Evaluation of pentraxin3 as a Marker for Ventilator Associated Pneumonia

Ventilator associated pneumonia (VAP) is a type of hospital-acquired pneumonia that occurs more than 48h after endotracheal intubation. This can be further classified into early onset (within the first 96 hours of mechanical ventilation (MV) and late onset (more than 96 hours after the initiation of MV), which is more commonly attributable to multidrug-resistant pathogens Ventilator associated pneumonia is common in critical care patients and is responsible for around half of all antibiotics given to patients in intensive care units. International Nosocomial Infection Control Consortium suggest that the overall rate of VAP is 13.6 per 1000 ventilator days. However, the individual rate varies according to patient group, risk factors and hospital setting. The average time taken to develop VAP from the initiation of MV is around 5 to 7 days, with a mortality rate quoted as between 24% and 76%.

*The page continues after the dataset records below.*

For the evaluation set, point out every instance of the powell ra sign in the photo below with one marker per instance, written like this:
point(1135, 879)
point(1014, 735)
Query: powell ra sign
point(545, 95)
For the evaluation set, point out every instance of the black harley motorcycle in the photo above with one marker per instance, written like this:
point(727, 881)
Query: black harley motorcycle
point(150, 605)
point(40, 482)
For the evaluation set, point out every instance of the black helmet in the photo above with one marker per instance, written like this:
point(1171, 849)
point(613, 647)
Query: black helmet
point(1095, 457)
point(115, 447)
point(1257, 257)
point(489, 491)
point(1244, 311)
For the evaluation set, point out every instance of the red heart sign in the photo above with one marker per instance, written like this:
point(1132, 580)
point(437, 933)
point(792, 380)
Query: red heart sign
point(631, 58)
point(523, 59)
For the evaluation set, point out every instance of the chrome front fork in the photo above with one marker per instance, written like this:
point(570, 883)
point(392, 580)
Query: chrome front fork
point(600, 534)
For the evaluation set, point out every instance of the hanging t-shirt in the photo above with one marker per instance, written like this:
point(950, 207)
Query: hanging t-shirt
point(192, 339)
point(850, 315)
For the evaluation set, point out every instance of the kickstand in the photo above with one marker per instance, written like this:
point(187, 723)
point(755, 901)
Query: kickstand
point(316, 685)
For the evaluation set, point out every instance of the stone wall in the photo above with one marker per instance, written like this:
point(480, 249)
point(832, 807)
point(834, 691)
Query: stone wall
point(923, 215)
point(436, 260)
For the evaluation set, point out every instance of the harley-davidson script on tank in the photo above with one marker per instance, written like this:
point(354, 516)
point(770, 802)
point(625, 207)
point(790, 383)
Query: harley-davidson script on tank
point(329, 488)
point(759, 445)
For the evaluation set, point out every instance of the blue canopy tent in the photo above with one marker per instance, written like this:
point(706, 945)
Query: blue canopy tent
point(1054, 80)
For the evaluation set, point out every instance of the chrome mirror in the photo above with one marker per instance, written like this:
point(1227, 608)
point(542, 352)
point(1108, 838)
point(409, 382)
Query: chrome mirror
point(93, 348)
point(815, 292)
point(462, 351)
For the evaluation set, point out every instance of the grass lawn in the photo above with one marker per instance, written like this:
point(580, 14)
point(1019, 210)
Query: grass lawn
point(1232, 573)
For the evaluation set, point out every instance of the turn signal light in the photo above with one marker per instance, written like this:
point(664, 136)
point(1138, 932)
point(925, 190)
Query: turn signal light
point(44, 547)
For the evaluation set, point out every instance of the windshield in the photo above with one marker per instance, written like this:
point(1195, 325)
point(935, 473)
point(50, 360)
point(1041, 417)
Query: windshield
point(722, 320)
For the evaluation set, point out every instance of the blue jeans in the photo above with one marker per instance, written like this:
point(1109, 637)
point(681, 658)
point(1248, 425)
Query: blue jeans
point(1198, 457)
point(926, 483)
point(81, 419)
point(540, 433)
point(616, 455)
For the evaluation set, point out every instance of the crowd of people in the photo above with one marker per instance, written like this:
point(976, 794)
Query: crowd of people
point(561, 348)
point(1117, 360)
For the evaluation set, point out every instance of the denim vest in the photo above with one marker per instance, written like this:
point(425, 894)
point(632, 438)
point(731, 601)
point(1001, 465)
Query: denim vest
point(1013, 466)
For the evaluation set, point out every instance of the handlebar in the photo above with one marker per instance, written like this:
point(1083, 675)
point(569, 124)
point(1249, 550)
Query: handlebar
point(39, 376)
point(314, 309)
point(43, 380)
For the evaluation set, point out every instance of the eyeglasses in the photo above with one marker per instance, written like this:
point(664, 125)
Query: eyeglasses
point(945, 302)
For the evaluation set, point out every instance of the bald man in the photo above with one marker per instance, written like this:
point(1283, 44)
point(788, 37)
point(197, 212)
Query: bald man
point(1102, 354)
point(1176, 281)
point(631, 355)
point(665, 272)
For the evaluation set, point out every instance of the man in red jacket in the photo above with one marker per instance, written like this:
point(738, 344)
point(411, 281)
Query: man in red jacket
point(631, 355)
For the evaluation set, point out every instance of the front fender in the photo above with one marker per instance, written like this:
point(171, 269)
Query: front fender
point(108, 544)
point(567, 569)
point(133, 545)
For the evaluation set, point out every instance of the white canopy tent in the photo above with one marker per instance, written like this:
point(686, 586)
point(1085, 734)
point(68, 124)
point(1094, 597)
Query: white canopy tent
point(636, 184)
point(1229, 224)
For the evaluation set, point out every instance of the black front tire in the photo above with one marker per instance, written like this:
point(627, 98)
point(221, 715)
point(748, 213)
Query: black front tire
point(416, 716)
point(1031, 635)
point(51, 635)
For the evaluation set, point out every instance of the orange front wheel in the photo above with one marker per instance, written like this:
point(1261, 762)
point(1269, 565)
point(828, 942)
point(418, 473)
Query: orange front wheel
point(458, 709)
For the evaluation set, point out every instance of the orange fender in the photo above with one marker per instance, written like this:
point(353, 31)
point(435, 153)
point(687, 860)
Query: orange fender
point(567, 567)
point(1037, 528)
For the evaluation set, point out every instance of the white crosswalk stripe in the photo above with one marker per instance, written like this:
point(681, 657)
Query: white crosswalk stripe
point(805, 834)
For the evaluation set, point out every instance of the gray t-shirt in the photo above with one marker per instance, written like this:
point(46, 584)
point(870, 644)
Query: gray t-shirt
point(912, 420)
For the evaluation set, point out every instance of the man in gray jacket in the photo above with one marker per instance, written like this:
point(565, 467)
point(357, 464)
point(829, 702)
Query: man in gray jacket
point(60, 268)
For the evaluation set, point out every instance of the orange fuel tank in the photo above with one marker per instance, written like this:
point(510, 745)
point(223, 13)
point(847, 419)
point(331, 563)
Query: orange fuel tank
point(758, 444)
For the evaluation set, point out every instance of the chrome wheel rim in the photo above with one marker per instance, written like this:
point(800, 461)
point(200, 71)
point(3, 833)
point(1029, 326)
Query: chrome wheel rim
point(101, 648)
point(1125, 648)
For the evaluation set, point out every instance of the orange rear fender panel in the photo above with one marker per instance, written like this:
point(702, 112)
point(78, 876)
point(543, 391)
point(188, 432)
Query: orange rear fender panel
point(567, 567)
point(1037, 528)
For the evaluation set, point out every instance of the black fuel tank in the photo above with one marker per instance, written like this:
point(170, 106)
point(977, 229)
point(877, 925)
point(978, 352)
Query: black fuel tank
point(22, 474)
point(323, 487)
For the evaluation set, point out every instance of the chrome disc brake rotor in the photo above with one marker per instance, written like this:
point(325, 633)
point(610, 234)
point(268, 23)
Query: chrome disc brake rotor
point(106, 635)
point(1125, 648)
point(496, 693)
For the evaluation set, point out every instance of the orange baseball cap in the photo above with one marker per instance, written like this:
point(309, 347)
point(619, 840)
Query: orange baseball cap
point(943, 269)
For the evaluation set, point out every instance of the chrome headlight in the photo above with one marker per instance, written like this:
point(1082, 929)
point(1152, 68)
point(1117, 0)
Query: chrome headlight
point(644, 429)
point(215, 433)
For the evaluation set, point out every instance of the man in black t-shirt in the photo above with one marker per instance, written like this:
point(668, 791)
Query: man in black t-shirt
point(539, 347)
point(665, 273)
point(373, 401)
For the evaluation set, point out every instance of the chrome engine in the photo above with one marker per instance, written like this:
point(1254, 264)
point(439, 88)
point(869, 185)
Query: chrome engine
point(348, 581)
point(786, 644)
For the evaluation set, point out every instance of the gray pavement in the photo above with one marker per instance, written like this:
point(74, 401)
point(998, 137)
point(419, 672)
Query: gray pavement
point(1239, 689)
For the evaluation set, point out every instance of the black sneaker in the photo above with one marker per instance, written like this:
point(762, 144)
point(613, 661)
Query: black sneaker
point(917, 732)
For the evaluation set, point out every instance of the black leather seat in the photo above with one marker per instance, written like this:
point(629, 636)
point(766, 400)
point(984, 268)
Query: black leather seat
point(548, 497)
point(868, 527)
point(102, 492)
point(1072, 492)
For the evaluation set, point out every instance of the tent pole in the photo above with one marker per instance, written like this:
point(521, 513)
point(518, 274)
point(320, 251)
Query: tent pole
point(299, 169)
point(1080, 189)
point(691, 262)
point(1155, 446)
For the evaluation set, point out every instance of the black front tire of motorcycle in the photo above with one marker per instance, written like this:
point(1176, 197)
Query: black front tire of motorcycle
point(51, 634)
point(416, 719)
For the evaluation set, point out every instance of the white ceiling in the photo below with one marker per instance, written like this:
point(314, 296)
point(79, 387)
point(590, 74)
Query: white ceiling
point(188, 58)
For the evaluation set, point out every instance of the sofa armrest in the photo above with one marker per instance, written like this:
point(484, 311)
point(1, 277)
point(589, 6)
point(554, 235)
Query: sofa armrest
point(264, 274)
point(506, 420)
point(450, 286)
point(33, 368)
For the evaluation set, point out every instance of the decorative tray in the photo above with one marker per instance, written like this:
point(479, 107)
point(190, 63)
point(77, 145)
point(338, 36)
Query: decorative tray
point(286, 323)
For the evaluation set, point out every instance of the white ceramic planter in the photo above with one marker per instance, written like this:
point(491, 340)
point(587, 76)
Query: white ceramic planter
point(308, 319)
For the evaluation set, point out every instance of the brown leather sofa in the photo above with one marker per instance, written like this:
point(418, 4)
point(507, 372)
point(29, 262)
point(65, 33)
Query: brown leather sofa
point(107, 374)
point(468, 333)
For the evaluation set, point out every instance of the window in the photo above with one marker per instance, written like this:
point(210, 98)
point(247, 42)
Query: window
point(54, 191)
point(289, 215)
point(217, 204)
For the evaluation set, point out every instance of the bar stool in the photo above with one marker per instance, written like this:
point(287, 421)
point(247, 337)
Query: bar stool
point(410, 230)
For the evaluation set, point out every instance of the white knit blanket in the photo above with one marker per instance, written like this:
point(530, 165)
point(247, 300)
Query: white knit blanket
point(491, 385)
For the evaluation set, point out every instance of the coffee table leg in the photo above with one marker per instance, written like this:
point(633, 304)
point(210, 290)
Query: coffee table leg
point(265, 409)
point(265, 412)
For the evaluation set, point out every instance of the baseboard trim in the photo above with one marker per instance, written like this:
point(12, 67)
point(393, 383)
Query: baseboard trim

The key to the development of VAP is the presence of an endotracheal tube (EET) or tracheostomy, both of which interfere with the normal anatomy and physiology of respiratory tract, specifically the functional mechanisms involved in clearing secretion (cough and mucociliary action).

Intubated patients have a reduced level of consciousness that impairs voluntary clearance of secretions, which may then pool in the oropharynx. This leads to the macro aspiration and micro aspiration of contaminated oropharyngeal secretions that are rich in harmful pathogens. Normal oral flora starts to proliferate and are able to pass along the tracheal tube, forming an antibiotic-resistant biofilm which eventually reaches the lower airways.

Critically unwell patients exhibit an impaired ability to mount an immune response to these pathogens, leading to the development of a pneumonia.

Early-onset VAP, occurring within the first four days of MV, is usually caused by antibiotic-sensitive community-acquired bacteria such as Hemophilus and Streptococcus. VAP developing more than 5 days after initiation of MV is usually caused by multidrug-resistant bacteria such as Pseudomonas aeruginosa.

The clinical pulmonary infection score (CPIS) based on variables (fever, leukocytosis, tracheal aspirates, oxygenation radiographic infiltrates). CPIS is helpful to diagnosis VAP in patient but it is not sufficient for definite diagnosis.

The accurate diagnosis of VAP in children and adults is still an unsolved problem, delayed diagnosis of VAP and subsequent delay in initiating appropriate therapy may cause worse outcomes in patients with VAP. On the other hand, an incorrect diagnosis may lead to unnecessary treatment and subsequent complications that are related to therapy. Over-treatment with antibiotics increases clinical risks such as Clostridium difficile-associated colitis and antibiotic resistance.

Several criteria have been proposed for diagnosing VAP in clinical settings, including clinical manifestations, imaging techniques, methods to obtain and interpret bronchoalveolar specimens, and biomarkers of host response. However, there is no acceptable gold standard modality yet and the accuracy of these methods in diagnosing VAP is controversial.

Microbiological analysis and identification of organisms may take 48-72 h, false-negative results may occur as a result of concomitant or previous antibiotic treatment, whereas false positives may represent colonization or sampling errors. Biomarkers have been seen as a potential avenue for improving speed and accuracy of clinical diagnosis, or to allow withdrawal of therapy because of the clinical resolution of VAP.

Pentraxins are phylogenetically conserved proteins characterized by a multimeric structure and divided into short (C -reactive protein (CRP) and serum amyloid P component) and long pentraxins.

PTX3 is the first identified member of the long pentraxin subfamily. It can be rapidly produced and released by mononuclear phagocytes, neutrophils, epithelial and endothelial cells in response to primary inflammatory signals (IL-1, and TNF-α).

Pentraxin3 (PTX3) is an acute-phase inflammatory mediator whose levels increase rapidly in inflammatory and infectious conditions. Increased PTX3 levels are correlated with the severity of lung injury and infection.